Thank you for your kindly help!

adarob commented 2 years ago

@jbms would you mind taking a look at this?

jbms commented 2 years ago

TensorStore, which is used by t5x for checkpointing, uses POSIX file locks to coordinate concurrent access from multiple machines.

From the error message it looks like your filesystem may not support POSIX file locks. From reading the documentation of GPFS, it appears to support POSIX file locking but I think there may be an option to enable or disable it. Can you check with your cluster administrator to see whether POSIX file locking is supported?

kunfang98927 commented 2 years ago

TensorStore, which is used by t5x for checkpointing, uses POSIX file locks to coordinate concurrent access from multiple machines.

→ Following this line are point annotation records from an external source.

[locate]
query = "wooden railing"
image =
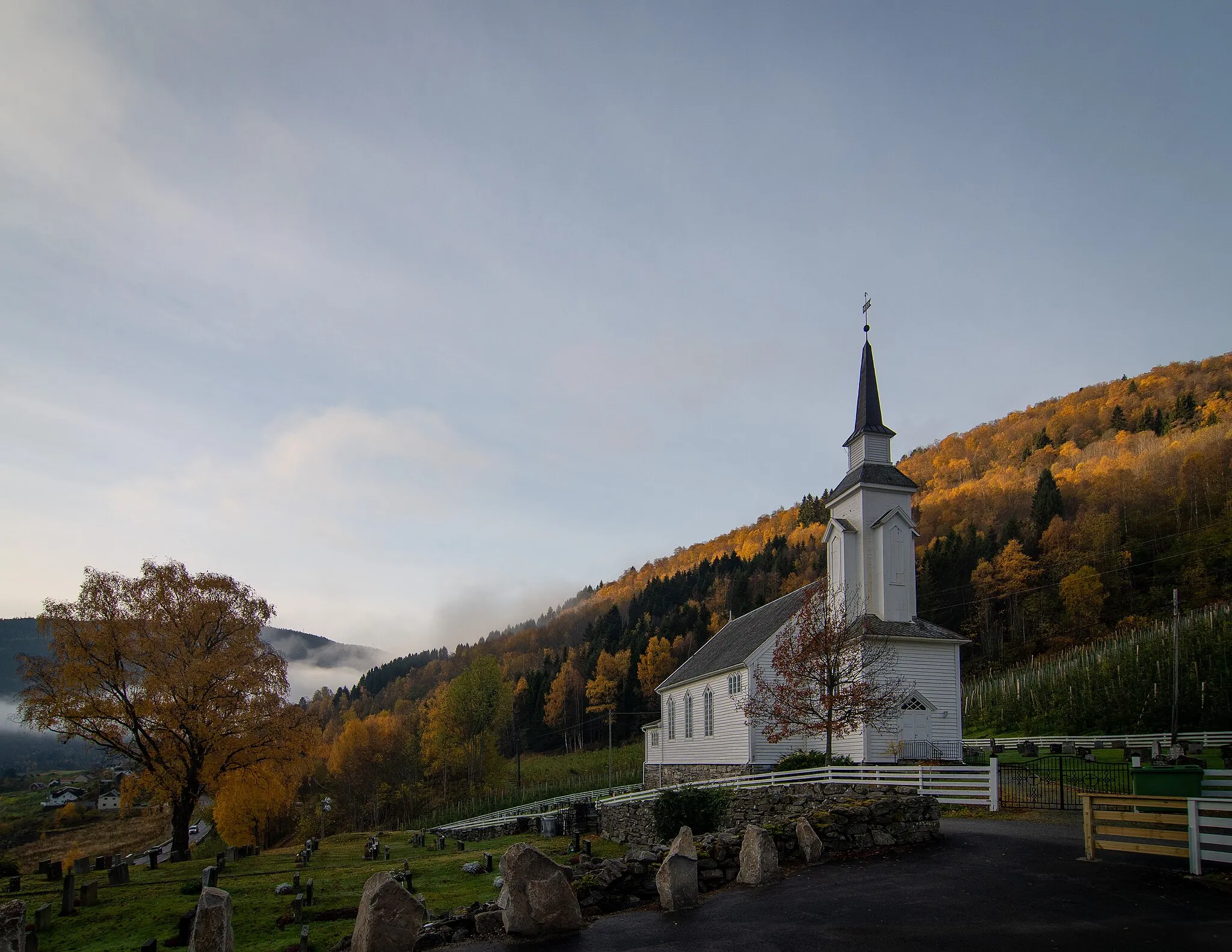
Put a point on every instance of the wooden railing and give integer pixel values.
(1193, 829)
(973, 786)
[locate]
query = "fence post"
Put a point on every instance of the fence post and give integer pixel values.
(1195, 837)
(1088, 827)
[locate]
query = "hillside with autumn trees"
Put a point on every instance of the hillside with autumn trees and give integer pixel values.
(1059, 525)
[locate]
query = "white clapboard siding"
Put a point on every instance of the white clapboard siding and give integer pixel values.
(932, 671)
(730, 744)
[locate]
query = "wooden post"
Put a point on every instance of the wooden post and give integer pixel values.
(1088, 827)
(1195, 837)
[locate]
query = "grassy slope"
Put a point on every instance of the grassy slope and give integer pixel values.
(150, 904)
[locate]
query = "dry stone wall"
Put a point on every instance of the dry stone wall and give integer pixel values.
(845, 817)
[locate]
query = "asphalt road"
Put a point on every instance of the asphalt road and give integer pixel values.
(991, 885)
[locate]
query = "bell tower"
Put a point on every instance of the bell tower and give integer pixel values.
(870, 541)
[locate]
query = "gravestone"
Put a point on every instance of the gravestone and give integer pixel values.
(184, 928)
(68, 895)
(13, 927)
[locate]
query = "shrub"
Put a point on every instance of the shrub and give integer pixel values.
(801, 760)
(700, 808)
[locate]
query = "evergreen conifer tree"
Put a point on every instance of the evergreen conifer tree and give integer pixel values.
(1046, 503)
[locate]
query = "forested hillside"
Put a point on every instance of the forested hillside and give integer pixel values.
(1056, 526)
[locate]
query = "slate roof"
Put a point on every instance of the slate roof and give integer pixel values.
(736, 640)
(878, 473)
(739, 638)
(914, 628)
(867, 404)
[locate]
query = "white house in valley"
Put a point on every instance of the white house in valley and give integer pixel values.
(871, 563)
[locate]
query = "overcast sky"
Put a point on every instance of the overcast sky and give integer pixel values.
(418, 318)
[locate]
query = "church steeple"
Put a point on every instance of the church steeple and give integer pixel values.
(867, 403)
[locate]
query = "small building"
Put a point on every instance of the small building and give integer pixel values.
(61, 797)
(871, 573)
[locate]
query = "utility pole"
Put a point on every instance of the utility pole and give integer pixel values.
(1175, 662)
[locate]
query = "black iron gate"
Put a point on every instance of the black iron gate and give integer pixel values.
(1058, 782)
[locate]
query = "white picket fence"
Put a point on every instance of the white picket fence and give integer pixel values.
(1207, 738)
(975, 786)
(539, 808)
(1210, 831)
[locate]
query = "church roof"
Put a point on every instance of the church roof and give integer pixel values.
(914, 628)
(736, 640)
(867, 405)
(878, 473)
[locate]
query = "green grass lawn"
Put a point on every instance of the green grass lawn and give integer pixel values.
(150, 904)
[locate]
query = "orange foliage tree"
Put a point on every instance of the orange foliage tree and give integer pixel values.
(169, 672)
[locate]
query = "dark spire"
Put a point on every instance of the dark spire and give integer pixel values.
(867, 407)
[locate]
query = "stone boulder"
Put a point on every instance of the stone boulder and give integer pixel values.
(810, 843)
(390, 917)
(759, 859)
(211, 928)
(677, 879)
(13, 927)
(536, 897)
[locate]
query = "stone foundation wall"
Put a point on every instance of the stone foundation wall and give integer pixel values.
(674, 774)
(893, 812)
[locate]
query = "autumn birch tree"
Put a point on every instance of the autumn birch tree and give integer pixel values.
(169, 672)
(831, 675)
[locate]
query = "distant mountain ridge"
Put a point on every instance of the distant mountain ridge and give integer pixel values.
(303, 652)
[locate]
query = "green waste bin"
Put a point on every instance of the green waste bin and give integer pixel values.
(1181, 781)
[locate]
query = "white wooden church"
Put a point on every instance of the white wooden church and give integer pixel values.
(871, 563)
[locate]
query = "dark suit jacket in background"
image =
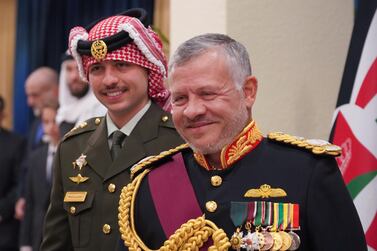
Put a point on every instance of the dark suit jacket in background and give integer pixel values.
(80, 226)
(11, 153)
(37, 194)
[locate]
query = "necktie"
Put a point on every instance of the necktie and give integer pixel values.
(118, 138)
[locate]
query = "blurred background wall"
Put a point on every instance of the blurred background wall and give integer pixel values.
(297, 48)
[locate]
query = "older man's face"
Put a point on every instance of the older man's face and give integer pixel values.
(208, 110)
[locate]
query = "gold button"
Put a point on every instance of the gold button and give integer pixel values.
(83, 124)
(106, 229)
(216, 180)
(165, 118)
(111, 188)
(211, 206)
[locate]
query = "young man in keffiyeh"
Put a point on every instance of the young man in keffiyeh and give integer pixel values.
(125, 66)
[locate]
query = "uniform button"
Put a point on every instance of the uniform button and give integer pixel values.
(111, 188)
(216, 181)
(211, 206)
(165, 118)
(106, 229)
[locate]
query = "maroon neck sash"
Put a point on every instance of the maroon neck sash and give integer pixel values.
(173, 196)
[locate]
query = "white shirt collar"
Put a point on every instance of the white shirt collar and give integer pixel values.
(130, 125)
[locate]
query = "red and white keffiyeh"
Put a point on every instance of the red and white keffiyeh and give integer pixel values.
(145, 50)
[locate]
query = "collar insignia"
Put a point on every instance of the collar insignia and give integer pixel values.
(78, 179)
(265, 191)
(80, 162)
(244, 143)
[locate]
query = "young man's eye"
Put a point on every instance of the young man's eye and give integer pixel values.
(122, 64)
(179, 100)
(94, 68)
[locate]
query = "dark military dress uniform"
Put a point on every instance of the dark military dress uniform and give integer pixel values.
(84, 202)
(328, 219)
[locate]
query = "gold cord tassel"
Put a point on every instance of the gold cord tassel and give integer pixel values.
(190, 236)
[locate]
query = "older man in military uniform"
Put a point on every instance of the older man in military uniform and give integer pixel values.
(124, 63)
(234, 186)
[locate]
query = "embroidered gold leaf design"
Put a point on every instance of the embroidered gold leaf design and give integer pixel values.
(265, 191)
(243, 145)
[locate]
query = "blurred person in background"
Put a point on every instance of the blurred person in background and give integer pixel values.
(40, 86)
(77, 102)
(38, 184)
(11, 151)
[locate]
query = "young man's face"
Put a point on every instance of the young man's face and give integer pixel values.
(208, 111)
(120, 86)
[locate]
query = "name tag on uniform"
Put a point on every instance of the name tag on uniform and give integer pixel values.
(75, 196)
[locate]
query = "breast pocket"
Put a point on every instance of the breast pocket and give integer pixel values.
(80, 218)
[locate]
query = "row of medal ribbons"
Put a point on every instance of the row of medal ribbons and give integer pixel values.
(263, 225)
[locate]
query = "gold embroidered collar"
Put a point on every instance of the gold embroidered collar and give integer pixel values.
(244, 143)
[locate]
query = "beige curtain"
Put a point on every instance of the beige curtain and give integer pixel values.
(8, 41)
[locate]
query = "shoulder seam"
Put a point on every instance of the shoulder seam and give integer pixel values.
(318, 147)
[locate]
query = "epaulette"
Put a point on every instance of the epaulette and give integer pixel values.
(316, 146)
(88, 125)
(147, 162)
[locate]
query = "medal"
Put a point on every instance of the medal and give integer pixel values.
(236, 240)
(238, 214)
(268, 240)
(257, 240)
(295, 241)
(286, 240)
(278, 242)
(294, 211)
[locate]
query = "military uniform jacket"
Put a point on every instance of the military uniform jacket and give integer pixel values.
(328, 218)
(92, 223)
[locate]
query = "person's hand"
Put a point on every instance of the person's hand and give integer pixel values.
(19, 210)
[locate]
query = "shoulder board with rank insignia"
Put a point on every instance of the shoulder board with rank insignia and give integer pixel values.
(147, 162)
(88, 125)
(316, 146)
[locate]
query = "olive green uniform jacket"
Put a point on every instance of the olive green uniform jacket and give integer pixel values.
(89, 220)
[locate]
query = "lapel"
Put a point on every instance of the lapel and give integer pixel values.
(134, 150)
(97, 151)
(41, 178)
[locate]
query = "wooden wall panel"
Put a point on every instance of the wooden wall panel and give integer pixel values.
(8, 42)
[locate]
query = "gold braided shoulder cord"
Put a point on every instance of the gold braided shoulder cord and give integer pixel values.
(190, 236)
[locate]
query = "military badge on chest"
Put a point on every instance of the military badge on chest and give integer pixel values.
(264, 225)
(77, 196)
(79, 163)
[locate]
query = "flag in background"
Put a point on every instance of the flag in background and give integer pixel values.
(355, 119)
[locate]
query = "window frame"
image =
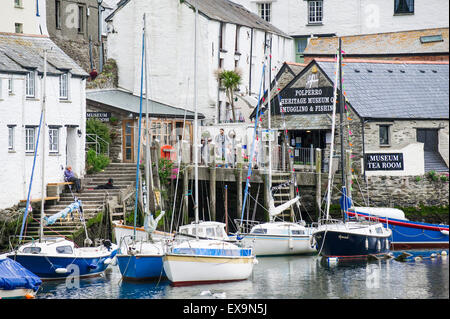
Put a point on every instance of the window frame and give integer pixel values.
(265, 11)
(316, 16)
(64, 86)
(11, 138)
(408, 3)
(53, 146)
(30, 90)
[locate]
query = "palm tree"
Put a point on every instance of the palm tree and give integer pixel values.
(230, 80)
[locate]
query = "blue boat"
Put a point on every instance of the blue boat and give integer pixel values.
(406, 234)
(58, 258)
(16, 281)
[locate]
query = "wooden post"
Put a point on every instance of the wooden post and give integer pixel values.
(226, 209)
(318, 180)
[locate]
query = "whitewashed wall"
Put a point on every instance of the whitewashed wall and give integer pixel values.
(15, 109)
(32, 24)
(171, 54)
(352, 17)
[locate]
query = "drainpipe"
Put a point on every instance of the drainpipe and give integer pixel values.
(100, 44)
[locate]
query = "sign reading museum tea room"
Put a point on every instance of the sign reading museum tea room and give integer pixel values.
(295, 101)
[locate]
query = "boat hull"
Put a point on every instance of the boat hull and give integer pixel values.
(347, 245)
(183, 270)
(272, 245)
(45, 266)
(141, 267)
(18, 293)
(413, 235)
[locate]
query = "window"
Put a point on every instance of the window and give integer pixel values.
(315, 12)
(264, 11)
(63, 86)
(53, 139)
(58, 14)
(30, 84)
(18, 27)
(10, 138)
(403, 6)
(80, 19)
(384, 135)
(29, 139)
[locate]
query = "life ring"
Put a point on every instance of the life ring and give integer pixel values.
(166, 151)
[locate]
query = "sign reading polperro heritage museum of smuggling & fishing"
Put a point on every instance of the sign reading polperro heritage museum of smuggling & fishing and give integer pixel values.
(384, 162)
(295, 101)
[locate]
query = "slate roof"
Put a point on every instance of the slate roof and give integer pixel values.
(413, 90)
(225, 11)
(128, 102)
(390, 43)
(19, 54)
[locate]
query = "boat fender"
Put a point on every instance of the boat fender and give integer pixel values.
(61, 270)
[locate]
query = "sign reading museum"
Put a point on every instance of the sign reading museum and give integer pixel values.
(384, 162)
(294, 101)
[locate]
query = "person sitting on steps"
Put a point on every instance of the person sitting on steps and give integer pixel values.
(69, 176)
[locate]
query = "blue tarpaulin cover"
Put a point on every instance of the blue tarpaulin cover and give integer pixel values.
(13, 275)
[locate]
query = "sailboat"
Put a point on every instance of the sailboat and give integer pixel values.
(140, 255)
(202, 261)
(57, 257)
(276, 237)
(343, 239)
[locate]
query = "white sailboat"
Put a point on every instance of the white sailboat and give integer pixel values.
(343, 238)
(276, 238)
(201, 261)
(56, 257)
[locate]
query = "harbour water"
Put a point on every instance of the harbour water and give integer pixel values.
(290, 277)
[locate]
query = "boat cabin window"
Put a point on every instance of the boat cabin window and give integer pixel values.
(259, 231)
(210, 232)
(64, 250)
(32, 250)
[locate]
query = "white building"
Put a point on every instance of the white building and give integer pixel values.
(21, 101)
(305, 18)
(229, 37)
(23, 16)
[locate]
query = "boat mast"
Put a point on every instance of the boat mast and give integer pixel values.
(195, 125)
(44, 96)
(333, 125)
(148, 159)
(341, 120)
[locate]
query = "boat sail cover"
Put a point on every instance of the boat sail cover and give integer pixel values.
(13, 276)
(62, 214)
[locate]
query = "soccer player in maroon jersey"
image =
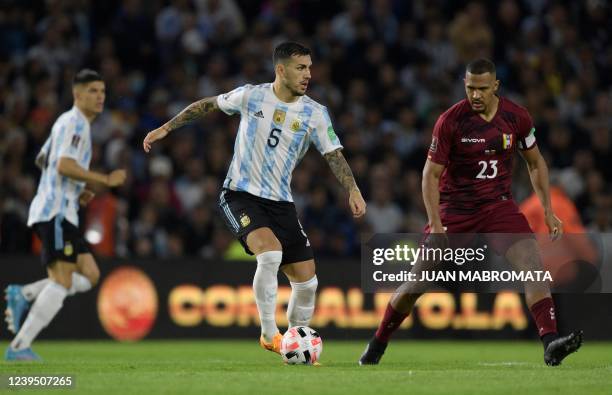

From the error message it looks like your filesystem may not support POSIX file locks. From reading the documentation of GPFS, it appears to support POSIX file locking but I think there may be an option to enable or disable it. Can you check with your cluster administrator to see whether POSIX file locking is supported?

Thank you for your kindly reply. I'm checking this with the administrator and still waiting for the reply. By the way, I found that the filenames involved in the error message are different in each training, I'm not sure if this helps to find the cause of the problem...

The bolded file paths in the following error message below are different each time.

ValueError: Error opening "zarr" driver: Error writing local file "/gpfsnyu/scratch/kf2395/jukemir_t5/pretrain/checkpoint_100.tmp-1650949633/state.param_states.decoder.layers_0.pre_cross_attention_layer_norm.scale.v/.zarray": Failed to acquire lock on file: /gpfsnyu/scratch/kf2395/jukemir_t5/pretrain/checkpoint_100.tmp-1650949633/state.param_states.decoder.layers_0.pre_cross_attention_layer_norm.scale.v/.zarray.__lock [OS error: Invalid argument]

For example, the following file paths have appeared:

"/gpfsnyu/scratch/kf2395/jukemir_t5/pretrain/checkpoint_100.tmp-xxxxxxxxxxxx/state.param_states.decoder.layers_0.pre_self_attention_layer_norm.scale.v/.zarray" "/gpfsnyu/scratch/kf2395/jukemir_t5/pretrain/checkpoint_100.tmp-xxxxxxxxxxxx/state.param_states.decoder.layers_0.pre_mlp_attention_layer_norm.scale.v/.zarray" "/gpfsnyu/scratch/kf2395/jukemir_t5/pretrain/checkpoint_100.tmp-xxxxxxxxxxxx/state.param_states.decoder.layers_1.pre_cross_attention_layer_norm.scale.v/.zarray" "/gpfsnyu/scratch/kf2395/jukemir_t5/pretrain/checkpoint_100.tmp-xxxxxxxxxxxx/state.param_states.decoder.layers_1.pre_mlp_attention_layer_norm.scale.v/.zarray" "/gpfsnyu/scratch/kf2395/jukemir_t5/pretrain/checkpoint_100.tmp-xxxxxxxxxxxx/state.param_states.decoder.decoder_norm.scale.v/.zarray"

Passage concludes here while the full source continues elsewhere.